Invité vendredi du Space live organisé par Stanis Bujakera Tshiamala, le professeur de science politique Bob Kabamba Kazadi, qui enseigne à l'Université de Liège depuis 2001 et est spécialiste des processus de démocratisation et des systèmes électoraux dans les États fragiles, a livré une analyse critique du dialogue national annoncé par le président Félix Tshisekedi, y voyant avant tout une stratégie liée à l'échéance électorale de 2028.
Interrogé sur les raisons ayant poussé le chef de l'État à accepter finalement la tenue de ce dialogue national inclusif, le professeur Kabamba Kazadi a d'abord replacé la question dans son contexte. Il a rappelé que la nécessité pour les Congolais de dialoguer entre eux pour résoudre notamment la crise sécuritaire de l'Est avait été recommandée à de multiples reprises, lors de rencontres tenues dans plusieurs capitales africaines, européennes, asiatiques et aux États-Unis. Cette recommandation avait été formulée à tous les niveaux, à l'ONU, à l'Union africaine, ainsi qu'au sein d'organisations régionales comme la CEEAC, l'EAC ou la SADC, sans jamais recevoir de réponse favorable du côté du gouvernement congolais, qui se contentait selon lui de remarques ne répondant pas véritablement à cette recommandation.

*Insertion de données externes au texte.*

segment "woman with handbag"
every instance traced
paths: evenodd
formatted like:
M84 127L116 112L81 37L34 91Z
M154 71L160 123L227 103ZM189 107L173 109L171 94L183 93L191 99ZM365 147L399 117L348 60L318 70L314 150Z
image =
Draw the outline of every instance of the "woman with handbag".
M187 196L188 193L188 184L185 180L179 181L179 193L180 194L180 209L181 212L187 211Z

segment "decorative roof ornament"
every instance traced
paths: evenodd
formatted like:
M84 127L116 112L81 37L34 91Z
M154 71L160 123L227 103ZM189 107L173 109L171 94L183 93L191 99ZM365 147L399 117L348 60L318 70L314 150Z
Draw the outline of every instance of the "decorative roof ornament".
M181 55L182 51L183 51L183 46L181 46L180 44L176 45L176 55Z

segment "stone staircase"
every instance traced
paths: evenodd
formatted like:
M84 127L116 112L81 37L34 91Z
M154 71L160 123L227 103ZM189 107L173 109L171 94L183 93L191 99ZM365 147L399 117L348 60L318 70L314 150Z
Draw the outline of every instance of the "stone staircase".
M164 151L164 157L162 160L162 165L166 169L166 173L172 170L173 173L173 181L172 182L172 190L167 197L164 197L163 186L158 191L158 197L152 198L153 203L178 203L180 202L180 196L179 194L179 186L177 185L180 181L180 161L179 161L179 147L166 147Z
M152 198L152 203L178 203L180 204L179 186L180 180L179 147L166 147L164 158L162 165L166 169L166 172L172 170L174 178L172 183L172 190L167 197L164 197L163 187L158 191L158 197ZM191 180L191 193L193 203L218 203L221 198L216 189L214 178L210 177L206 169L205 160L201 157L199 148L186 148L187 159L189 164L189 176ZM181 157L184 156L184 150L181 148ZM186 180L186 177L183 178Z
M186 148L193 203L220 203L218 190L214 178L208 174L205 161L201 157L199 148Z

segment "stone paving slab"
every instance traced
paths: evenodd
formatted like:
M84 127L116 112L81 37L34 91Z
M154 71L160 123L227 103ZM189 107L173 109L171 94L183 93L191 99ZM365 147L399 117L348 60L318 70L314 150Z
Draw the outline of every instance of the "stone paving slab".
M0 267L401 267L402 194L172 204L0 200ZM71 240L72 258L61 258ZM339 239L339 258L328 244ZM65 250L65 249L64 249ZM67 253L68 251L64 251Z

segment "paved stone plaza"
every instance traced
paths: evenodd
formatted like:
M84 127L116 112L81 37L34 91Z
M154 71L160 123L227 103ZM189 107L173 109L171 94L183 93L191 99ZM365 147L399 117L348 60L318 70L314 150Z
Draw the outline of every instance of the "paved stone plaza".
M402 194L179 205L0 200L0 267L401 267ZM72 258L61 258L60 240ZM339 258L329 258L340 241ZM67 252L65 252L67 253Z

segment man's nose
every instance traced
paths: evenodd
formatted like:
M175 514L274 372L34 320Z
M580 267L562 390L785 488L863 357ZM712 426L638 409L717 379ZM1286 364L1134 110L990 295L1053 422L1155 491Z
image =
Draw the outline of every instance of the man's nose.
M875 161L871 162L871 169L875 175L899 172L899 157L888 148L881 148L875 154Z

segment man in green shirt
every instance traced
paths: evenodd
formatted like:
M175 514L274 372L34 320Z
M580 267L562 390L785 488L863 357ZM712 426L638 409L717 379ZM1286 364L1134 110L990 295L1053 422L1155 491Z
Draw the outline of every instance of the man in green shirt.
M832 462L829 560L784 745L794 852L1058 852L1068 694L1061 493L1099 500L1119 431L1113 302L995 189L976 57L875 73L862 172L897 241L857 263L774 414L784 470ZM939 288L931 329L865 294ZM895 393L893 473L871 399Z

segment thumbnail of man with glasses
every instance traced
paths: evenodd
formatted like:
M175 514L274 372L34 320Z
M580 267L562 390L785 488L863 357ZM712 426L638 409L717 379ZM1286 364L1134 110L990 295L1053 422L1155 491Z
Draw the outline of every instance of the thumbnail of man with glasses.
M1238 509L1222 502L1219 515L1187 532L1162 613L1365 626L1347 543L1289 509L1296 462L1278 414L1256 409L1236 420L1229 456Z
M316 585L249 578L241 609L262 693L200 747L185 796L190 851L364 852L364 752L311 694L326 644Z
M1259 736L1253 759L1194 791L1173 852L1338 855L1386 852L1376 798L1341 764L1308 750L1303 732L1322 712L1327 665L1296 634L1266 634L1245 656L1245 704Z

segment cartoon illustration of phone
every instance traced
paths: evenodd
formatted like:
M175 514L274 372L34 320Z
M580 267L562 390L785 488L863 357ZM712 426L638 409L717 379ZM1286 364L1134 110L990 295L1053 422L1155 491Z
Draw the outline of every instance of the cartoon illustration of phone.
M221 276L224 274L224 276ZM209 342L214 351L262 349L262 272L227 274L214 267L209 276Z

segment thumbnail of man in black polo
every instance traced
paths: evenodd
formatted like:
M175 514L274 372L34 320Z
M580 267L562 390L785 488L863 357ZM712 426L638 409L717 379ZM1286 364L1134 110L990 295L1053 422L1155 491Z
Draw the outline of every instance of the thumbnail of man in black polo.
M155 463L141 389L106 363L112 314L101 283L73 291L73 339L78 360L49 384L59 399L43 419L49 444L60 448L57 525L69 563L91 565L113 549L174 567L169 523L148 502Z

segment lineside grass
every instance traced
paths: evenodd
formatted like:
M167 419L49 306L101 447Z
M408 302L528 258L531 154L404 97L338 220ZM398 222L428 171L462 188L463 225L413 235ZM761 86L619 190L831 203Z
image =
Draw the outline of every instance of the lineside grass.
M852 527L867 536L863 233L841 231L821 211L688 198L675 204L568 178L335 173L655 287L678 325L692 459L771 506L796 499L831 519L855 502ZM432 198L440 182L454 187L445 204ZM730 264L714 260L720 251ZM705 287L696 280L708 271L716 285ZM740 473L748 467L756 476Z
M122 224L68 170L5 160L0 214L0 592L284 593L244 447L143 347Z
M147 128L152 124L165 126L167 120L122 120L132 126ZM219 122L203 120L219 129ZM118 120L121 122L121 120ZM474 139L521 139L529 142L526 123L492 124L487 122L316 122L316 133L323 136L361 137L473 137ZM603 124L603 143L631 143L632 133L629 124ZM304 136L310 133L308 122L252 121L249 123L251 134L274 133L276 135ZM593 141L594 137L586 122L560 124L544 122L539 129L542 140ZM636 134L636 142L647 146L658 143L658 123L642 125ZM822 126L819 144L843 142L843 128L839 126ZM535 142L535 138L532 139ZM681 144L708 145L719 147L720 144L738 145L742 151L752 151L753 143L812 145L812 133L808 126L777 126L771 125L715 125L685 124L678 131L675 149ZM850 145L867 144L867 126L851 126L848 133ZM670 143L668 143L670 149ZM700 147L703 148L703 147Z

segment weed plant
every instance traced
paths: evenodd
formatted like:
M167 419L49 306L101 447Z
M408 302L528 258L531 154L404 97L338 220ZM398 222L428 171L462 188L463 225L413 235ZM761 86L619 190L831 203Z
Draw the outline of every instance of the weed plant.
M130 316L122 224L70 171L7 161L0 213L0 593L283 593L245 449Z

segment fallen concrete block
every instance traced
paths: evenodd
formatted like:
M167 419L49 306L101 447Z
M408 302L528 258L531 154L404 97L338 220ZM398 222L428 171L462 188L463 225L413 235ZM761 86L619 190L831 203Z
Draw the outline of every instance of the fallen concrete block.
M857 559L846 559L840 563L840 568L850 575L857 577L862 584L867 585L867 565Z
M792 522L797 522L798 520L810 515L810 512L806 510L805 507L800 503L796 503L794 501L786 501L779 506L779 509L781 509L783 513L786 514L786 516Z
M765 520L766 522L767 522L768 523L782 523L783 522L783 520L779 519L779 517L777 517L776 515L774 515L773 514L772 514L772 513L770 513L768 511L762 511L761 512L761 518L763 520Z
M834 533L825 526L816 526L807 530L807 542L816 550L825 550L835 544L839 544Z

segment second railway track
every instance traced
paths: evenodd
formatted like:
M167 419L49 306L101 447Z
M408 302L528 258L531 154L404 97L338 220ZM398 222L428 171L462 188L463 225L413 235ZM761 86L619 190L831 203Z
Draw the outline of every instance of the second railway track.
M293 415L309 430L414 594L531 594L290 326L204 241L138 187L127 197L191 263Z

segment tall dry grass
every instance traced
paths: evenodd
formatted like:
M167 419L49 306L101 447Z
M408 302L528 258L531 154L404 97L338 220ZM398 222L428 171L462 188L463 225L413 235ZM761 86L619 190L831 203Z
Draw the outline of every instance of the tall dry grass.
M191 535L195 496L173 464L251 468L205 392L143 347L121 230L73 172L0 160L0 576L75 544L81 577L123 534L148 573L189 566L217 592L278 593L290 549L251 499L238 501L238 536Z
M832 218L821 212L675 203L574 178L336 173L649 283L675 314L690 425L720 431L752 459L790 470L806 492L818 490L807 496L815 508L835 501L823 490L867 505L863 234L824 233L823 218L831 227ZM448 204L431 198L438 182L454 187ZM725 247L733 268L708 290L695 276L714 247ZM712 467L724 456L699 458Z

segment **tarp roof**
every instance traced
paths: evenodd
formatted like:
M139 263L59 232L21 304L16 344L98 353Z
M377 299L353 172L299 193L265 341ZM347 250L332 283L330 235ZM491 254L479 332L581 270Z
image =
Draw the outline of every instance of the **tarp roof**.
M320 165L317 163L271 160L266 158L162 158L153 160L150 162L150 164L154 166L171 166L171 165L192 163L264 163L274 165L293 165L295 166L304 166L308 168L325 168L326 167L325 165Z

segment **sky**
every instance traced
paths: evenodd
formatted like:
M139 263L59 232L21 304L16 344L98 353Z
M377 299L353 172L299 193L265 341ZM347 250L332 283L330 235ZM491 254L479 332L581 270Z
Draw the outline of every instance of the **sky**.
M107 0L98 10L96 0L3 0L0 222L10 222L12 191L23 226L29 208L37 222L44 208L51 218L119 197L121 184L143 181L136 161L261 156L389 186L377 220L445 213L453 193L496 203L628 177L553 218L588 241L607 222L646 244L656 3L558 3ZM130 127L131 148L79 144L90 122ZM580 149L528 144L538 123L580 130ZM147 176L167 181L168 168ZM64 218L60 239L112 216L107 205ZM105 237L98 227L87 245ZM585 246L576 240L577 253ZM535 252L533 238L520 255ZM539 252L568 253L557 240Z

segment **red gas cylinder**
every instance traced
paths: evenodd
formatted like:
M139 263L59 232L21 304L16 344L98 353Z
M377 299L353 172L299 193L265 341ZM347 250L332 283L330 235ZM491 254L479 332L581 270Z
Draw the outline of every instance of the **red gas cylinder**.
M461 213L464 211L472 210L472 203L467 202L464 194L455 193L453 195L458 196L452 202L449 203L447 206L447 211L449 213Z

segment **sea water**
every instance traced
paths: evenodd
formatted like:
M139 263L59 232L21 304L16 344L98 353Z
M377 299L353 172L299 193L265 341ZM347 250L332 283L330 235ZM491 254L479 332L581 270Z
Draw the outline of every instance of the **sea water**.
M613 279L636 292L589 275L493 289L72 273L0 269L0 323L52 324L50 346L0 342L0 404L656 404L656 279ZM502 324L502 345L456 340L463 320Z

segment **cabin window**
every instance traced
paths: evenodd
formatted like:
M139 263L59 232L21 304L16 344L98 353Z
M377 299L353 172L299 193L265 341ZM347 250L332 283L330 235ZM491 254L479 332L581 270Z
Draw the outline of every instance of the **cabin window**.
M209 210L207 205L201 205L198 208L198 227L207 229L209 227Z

C'est ce qui rend, selon l'analyste, le choix du moment particulièrement significatif. Il s'interroge : pourquoi, tout d'un coup, au mois de juillet 2026, le pouvoir a-t-il convoqué les représentants des confessions religieuses pour leur annoncer, par la voix de Monseigneur Ambongo, la tenue d'un dialogue inclusif ? Ce timing, explique-t-il, ne peut être dissocié de la feuille de route publiée par la CENI, qui détaille le processus devant mener à l'organisation des élections. En comptant le temps restant avant la fin du mandat présidentiel, le professeur relève qu'il ne reste que dix-sept mois, un délai qu'il juge insuffisant, dans l'état actuel des choses, pour que la Commission électorale puisse organiser ce scrutin.
Face à cette contrainte calendaire, l'analyste identifie deux options qui se posent, selon lui, au pouvoir en cas d'absence d'élections. La première consisterait à changer la Constitution, qui empêche actuellement le président Tshisekedi de briguer un troisième mandat, soit par un coup d'État déclarant l'ordre constitutionnel rompu, soit, ce qui a été choisi selon lui, par le recours à une loi référendaire qu'il qualifie lui-même d'anticonstitutionnelle mais présentée comme un moyen de rester dans le cadre constitutionnel tout en aboutissant au même résultat. La seconde consisterait à encadrer la période de fin de mandat, propice selon lui à des tensions, comme cela avait été le cas à l'époque de Joseph Kabila.
C'est dans cette seconde option que le professeur situe, selon son analyse, la véritable fonction du dialogue national : un outil destiné à mettre en place les moyens permettant de passer le cap de 2028, plutôt qu'une réponse sincère aux crises multiples que traverse le pays. « Ce dialogue n'est qu'un outil pour espérer passer le cap de 2028 », a-t-il conclu.